L’anziano Jeffrey R. Holland del Quorum dei Dodici Apostoli ha detto:

“A coloro tra voi che cercano onestamente di portare i fardelli degli altri dico che è importante rinnovare le proprie forze e rimettersi in sesto quando gli altri si aspettano [e in effetti si prendono] così tanto da loro […]. Nessuno è tanto forte da non sentirsi mai stanco o frustrato o da riconoscere la necessità di prendersi cura di se stesso. […]

Anche chi presta cure agli altri ha bisogno di cure. Dovete avere del carburante nel serbatoio prima di poterne dare agli altri”4.

E il presidente Henry B. Eyring, secondo consigliere della Prima Presidenza, ha detto: “Anche se il servizio prolungato e premuroso è abbondantemente premiato, avete imparato che ci sono limitazioni fisiche, emotive ed economiche a ciò che è possibile fare. Dopo un certo periodo la persona che presta assistenza può diventare quella che ha bisogno di assistenza”5.

Chi presta assistenza come discepolo di Cristo

Coloro che prestano assistenza e i dirigenti della Chiesa dovrebbero collaborare per soddisfare i bisogni speciali di ogni famiglia, tra cui l’impiego, le difficoltà fisiche e mentali, e i problemi nei rapporti familiari e coniugali. Chi presta assistenza dovrebbe essere incoraggiato a non sopravvalutare la propria resistenza allo stress e ai periodi difficili e dovrebbe essergli costantemente ricordato di dedicare del tempo a rinnovare le proprie energie.

Nella mia esperienza, sia come counselor sia nella mia famiglia, ho scoperto che le persone che prestano assistenza spesso sentono di dovere fare tutto da sole. Questo semplicemente non è vero. Le persone che prestano cure e non accettano aiuto quasi sempre a un certo punto si esauriscono. Devono permettere agli altri di aiutarli. Devono chiedere consiglio alla famiglia, agli amici, ai dirigenti del rione o del ramo e ai fratelli o alle sorelle ministranti. Coloro che vogliono aiutare una persona che presta cure devono rispettare il desiderio di quest’ultima di benedire persona amata e vegliare su di lei.

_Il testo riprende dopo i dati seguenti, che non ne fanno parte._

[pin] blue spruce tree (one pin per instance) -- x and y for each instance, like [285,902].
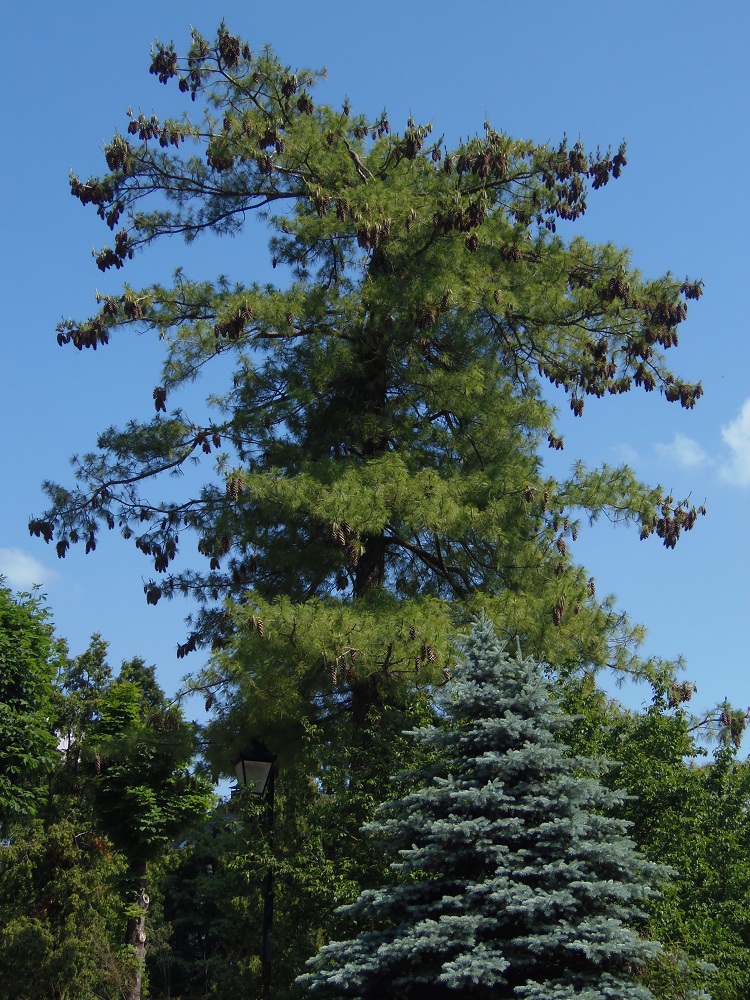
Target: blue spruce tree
[513,879]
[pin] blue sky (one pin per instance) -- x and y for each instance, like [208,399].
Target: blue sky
[670,78]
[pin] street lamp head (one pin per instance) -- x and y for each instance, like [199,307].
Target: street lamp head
[253,767]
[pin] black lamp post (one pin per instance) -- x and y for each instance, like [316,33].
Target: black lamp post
[255,771]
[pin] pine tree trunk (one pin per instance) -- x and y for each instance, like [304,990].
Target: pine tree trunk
[136,930]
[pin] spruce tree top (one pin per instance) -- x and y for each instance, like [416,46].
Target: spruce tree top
[511,878]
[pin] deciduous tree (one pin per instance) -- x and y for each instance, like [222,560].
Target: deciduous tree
[27,665]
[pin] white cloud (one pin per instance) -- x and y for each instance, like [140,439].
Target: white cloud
[22,571]
[737,436]
[683,451]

Ecco alcuni punti che potrebbe essere utile discutere insieme:

  • Quale sostegno è disponibile da parte dei membri della famiglia?

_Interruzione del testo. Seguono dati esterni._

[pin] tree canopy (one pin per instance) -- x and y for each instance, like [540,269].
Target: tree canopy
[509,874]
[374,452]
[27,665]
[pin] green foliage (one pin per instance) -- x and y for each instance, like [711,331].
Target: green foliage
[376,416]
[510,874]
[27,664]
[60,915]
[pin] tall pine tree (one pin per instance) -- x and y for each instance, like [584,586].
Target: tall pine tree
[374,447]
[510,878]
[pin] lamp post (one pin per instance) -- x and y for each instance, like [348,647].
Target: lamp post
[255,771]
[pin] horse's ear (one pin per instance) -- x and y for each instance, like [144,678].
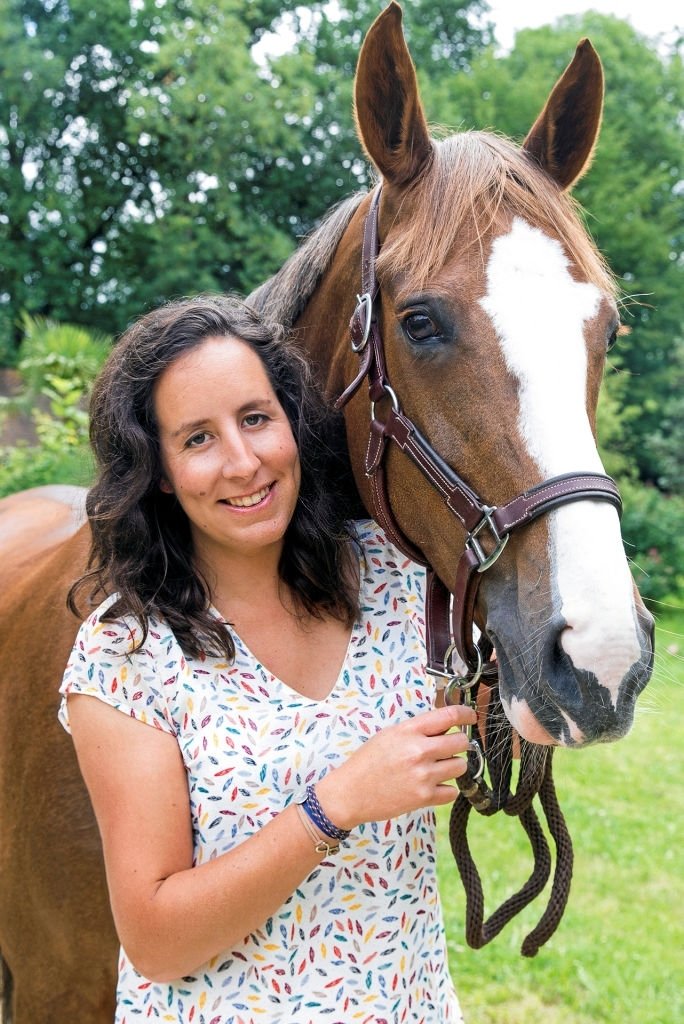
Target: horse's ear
[390,122]
[563,136]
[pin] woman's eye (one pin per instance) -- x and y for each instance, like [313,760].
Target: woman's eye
[420,327]
[254,419]
[197,439]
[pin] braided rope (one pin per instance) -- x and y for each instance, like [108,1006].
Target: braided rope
[535,778]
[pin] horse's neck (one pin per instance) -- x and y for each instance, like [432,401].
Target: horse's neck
[323,331]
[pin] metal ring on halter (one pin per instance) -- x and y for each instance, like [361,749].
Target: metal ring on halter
[461,683]
[395,400]
[367,301]
[476,749]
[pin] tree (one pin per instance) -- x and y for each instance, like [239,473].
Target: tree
[145,154]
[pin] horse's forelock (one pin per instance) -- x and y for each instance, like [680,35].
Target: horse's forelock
[472,177]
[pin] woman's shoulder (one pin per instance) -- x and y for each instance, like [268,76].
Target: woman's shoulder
[122,633]
[381,554]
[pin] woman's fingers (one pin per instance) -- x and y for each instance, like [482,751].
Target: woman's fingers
[431,723]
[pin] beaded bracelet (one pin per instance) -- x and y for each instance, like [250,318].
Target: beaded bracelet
[319,818]
[319,844]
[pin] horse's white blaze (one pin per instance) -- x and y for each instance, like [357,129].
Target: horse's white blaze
[539,312]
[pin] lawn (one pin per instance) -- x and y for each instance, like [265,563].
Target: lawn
[617,956]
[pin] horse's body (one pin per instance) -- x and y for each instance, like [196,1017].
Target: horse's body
[496,311]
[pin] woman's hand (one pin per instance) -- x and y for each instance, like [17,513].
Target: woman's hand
[401,768]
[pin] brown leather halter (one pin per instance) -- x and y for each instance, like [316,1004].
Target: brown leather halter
[450,617]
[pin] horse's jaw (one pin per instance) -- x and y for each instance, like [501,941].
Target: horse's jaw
[548,692]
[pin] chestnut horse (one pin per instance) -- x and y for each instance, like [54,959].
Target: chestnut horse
[496,313]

  • In che modo si potrebbe dare alla persona che presta cure la possibilità di riposare per qualche minuto o anche per un’ora o due?

  • Qual è la frequenza ottimale delle visite? Che tipo di visite è bene fare?

  • In che modo la persona che presta cure trova il tempo di rinnovare le alleanze frequentando il tempio, andando in chiesa e ricevendo il sacramento?

  • In che modo la persona che presta cure potrebbe trarre beneficio semplicemente parlando con qualcuno?

  • C’è bisogno di aiuto con il cibo, gli spostamenti o i programmi governativi?

Quali membri della Chiesa, cerchiamo di diventare veri seguaci di Gesù Cristo. Dovremmo impartire “ai poveri delle [nostre] sostanze, ognuno secondo ciò che ha, come nutrire gli affamati, rivestire gli ignudi, visitare gli infermi e provvedere a soccorrerli, sia spiritualmente che temporalmente, secondo i loro bisogni” (Mosia 4:26). In quanto Santi degli Ultimi Giorni amiamo servire. È meraviglioso vedere i figli che si prendono cura dei propri genitori. È anche bello vedere che i fratelli e le sorelle ministranti li aiutano, risollevano la loro anima e contribuiscono a portare i loro fardelli.

Allo stesso tempo, coloro che prestano assistenza e chi li aiuta devono badare “che tutte queste cose siano fatte con saggezza e ordine; poiché non è necessario che uno corra più veloce di quanto ne abbia la forza” (Mosia 4:27).

Note

  1. Richard Schulz e Scott R. Beach, “Caregiving as a Risk Factor for Mortality: The Caregiver Health Effects Study”, Journal of the American Medical Association, vol. 282, n. 23 (15 dicembre 1999), 2215–2219.

  2. Statistiche sul lavoro (2017), Ministero della Salute, del Lavoro e del Welfare del Giappone, 9 agosto 2018, mhlw.go.jp/toukei/itiran/roudou/koyou/doukou/18-2/dl/gaikyou.pdf.

  3. Alison Marriott, Catherine Donaldson, Nicholas Tarrier e Alistair Burns, “Effectiveness of Cognitive-Behavioural Family Intervention in Reducing the Burden of Care in Carers of Patients with Alzheimer’s Disease”, British Journal of Psychiatry, vol. 176, n. 6 (giugno 2000), 557–562.

  4. Jeffrey R. Holland, “‘Portare i fardelli gli uni degli altri’”, Liahona, giugno 2018, 29–30.

  5. Henry B. Eyring, “La cura per gli altri”, Liahona, novembre 2012, 123.